SORU:
İDDİA:
Doğal seçilim ya da “güçlü olanın hayatta kalması” bir totolojidir (diğer bir değişle döngüsel bir akıl yürütmedir). Çünkü en çok yavruyu en güçlü bireylerin yapacağını söyler; ama bir yandan da en güçlü bireyleri, “en çok yavru yapanlar” şeklinde tanımlar.
CEVAP:
1. Evrimi “güçlü olanın hayatta kalması” olarak algılamak, hatalı bir düşünme şeklidir. Darwin’in kendisi, “Türlerin Kökeni” adlı eserinin birinci basımında bu ifadeyi kullanmamıştır. Darwin’in söylediği, kalıtsal çeşitliliklerin farklı üreme başarılarına yol açacağıdır. Bu, ne bir totoloji, ne de döngüsel akıl yürütmedir. Bu, deneysel olarak gösterilebilen ve defalarca da gösterilmiş olan bir öngörüdür.(4)
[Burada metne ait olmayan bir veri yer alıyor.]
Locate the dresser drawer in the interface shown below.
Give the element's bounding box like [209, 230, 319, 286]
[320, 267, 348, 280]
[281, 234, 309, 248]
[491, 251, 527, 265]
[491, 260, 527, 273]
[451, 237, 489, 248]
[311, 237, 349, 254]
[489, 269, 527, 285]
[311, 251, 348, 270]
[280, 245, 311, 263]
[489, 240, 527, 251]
2. Bu iddia sahipleri “güçlü olmak” ve “hayatta kalmak” kavramlarını “güçlü olan hayatta kalandır, hayatta kalan ise güçlü olandır” şeklinde basitleştirerek evrimin döngüsel bir akıl yürütme ya da totoloji olduğunu iddia etmektedirler. Oysa “güçlü olan her zaman hayatta kalır” ya da “hayatta kalanların tamamı güçlü olanlardır” önermeleri her zaman doğru değildir. Örneğin “güçlü olan” bireyin yok olacağını öne süren hipotez ve teoriler de öne sürülmüştür, bunlardan bazıları şunlardır:
- Alpheus Hyatt, soyların da tıpkı bireyler gibi gençlik, erişkinlik, yaşlılık ve ölüm gibi aşamalardan geçtiklerini, bu döngünün sonuna doğru da “güçlü” bireylerin diğerlerine göre daha önce yok olacaklarını ifade eden bir hipotez öne sürmüştür.(2)(1)
- Ortogenez, bazı eğilimlerin zararlı ve hatta canlının soyunun tükenmesine yol açacak özellikte olsalar bile, ilerlemeye ve gelişmeye devam edeceklerini ileri sürer.Örneğin bu hipotez, devasa boynuzları olan İrlanda geyiklerinin soyunun, boynuz ebatlarının artık sürdürülemeyecek kadar artmış olması nedeniyle tükendiğini söyler.
Ayrıca bkz: Doğrusal evrim olarak da bilinen uzun süreli eğilimler (ortogenez), evrim kuramıyla çelişmiyor mu?
- “Güçlü” bireyler, yaşadıkları ortama en ideal şekilde uyum sağlamış bireyler olarak tanımlanabilir. Bir ortama böylesine iyi uyum sağlamış olmak, başka ortamlara da başarısız bir şekilde uyumlu olmayı beraberinde getirir. Bu “en güçlü” bireyler, ortam koşulları değiştiği zaman oluşan yeni ortama uyumlu olmayacaklardır. Dolayısıyla eski ortamda daha “güçsüz” sayılan fakat bu yeni ortama daha iyi uyarlanmış olan canlılar hayatta kalacaktır.
3. Darwin’e göre “en güçlü” olanlar hayatta kalanlar değil, özellikleri nedeni ile hayatta kalması beklenebilecek olanlardır. Örneğin, vahşi köpekler özellikle kemik iliği indeksine göre zayıf olan impalaları avlar.(3) Bu tanıma göre “en güçlü olanın hayatta kalması”, bir totoloji değildir. “Hayatta kalma” bireyin yaşam ömrü ile değil, bir sonraki nesle göreli olarak yaptığı katkılar bağlamında da tanımlanabilir. Böyle tanımlanması halinde de “en güçlünün hayatta kalması”, Darwin’in söyledikleri ile hemen hemen aynıdır ve bir totoloji değildir.
Ayrıca bkz: “En güçlünün hayatta kalması” demek, “güçlü olan haklıdır” anlamına gelmez mi?
Kaynaklar:
1. Lefalophodon. n.d. Alpheus Hyatt (1838-1902).
2. Hyatt, Alpheus. 1866. On the paralellism between the different stages of life in the individual and those in the entire group of the molluscous order Tetrabranchiata.Memoirs Read Before the Boston Society of Natural History 1: 193-209.
3. Pole, A., I. J. Gordon and M. L. Gorman. 2003. African wild dogs test the ‘survival of the fittest’ paradigm. Proceedings of the Royal Society, Biological Sciences270(Suppl. 1): S57.
4. Weiner, Jonathan. 1994. The Beak of the Finch. New York: Knopf.